Rüya teknikleri

İstihare tekniği






Bergama Asklepion'unda
(sağlık sitesi) hastaların yürüdüğü sütunlu yol





İstihare, iyi bir niyetle, gelecekten bilgi almaya, bilinmeyen
bir şeyi öğrenmeye, niyet edilen veya girişilecek bir işin hayırlı olup
olmadığını anlamaya, önemli bir kararı uygulamadan önce ilahî makamlara
danışmaya yönelik amaçlarla haberci rüya görmeyi duayla talep etmedir.
Osmanlıca’daki istihare terimi eski Yunanca’da egkoimêsis ve Latince’de «
tapınağın en kutsal yerinde uyumak » anlamındaki incubare fiilinden gelen
incubatio « Tapınak Uykusu » terimiyle karşılanır.

İstihare yöntem ve teknikleri kültürden kültüre farklılıklar
gösterir. İstihare ya da enkübasyon (inkübasyon) yönteminin en eski uygulamaları
Sümerler (M.Ö. 3000) ve Eski Mısırlılar’da (M.Ö. 2500) görülür.
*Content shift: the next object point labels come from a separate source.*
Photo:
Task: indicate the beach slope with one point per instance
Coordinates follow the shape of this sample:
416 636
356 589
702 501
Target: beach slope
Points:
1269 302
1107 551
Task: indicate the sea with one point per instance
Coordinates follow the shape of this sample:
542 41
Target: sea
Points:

Bu uygarlıklarda
rüya, ilahlar tarafından gönderilen bir mesaj olarak kabul edilirdi. Arkaik
Yunan’da istiharenin özellikle mağaralarda yapıldığı görülmektedir. Amphiaraos
ve Trophonios mağaraları buna örnek olarak gösterilebilir. Bu tür uygulamalar
sonradan, M.Ö. V. yy.’dan itibaren Epidaure ve Argolide’de görüldüğü gibi,
Asclepios kültünün bir parçası olacak şekilde tapınak içerisine çekilmiş
olmalıdır. Bu uygulamalar özellikle Asclepios tapınaklarında yapılırdı ve amaç
bazen haberci rüya görmek, bazen de şifa bulmaktı. İlah Asclepios haberci rüyada
sakallı bir insan, köpek ya da sembollerinden biri olan yılan kılığında
görünebilirdi. (Bergama'daki asklepion'un giriş kısmındaki kare biçimli meydanın
ortasında yer alan taşın üzerinde Asclepios'un sembolü olarak iki yılan ve bir
daire kabartması bulunur.) İstihareye yatanın rüyası ile rahibin rüyasının
çakışma hali sumptôma terimiyle belirtilirdi. İlah Asclepios’un rüyada
görünmesine onar, uyanık haldeyken görülen vizyonda belirmesine ise
upar adı verilirdi.







Asclepius ve
sembollerinden biri olan, yılanın yaylar çizerek dolanmasıyla temsil edilen
yılanlı asa





İstihare uygulamalarının yapıldığı yer bir tapınak olabildiği
gibi mağara, bir pınar, bir kuyu veya kutsal bir yer de olabilmekteydi. İstihare
Roma uygarlığında da uygulanmıştır. Aşağı Akdeniz havzasında istihare
uygulamalarının yapıldığı, Asclepius’a (Yunan ilahı Asclepios’un Roma
mitolojisindeki karşılığı) adanmış yaklaşık 400 tapınak saptanmıştır. Epidaurus,
Bergama ve Roma’daki tapınaklarda yapılan uygulamalarda adakların da sunulduğu
görülmektedir. İstihare Sufizm’de ve sonradan bazı Hıristiyan tarikatlerinde de
benimsenmiş olup, halen bazı Yunan manastırlarında uygulanmaktadır.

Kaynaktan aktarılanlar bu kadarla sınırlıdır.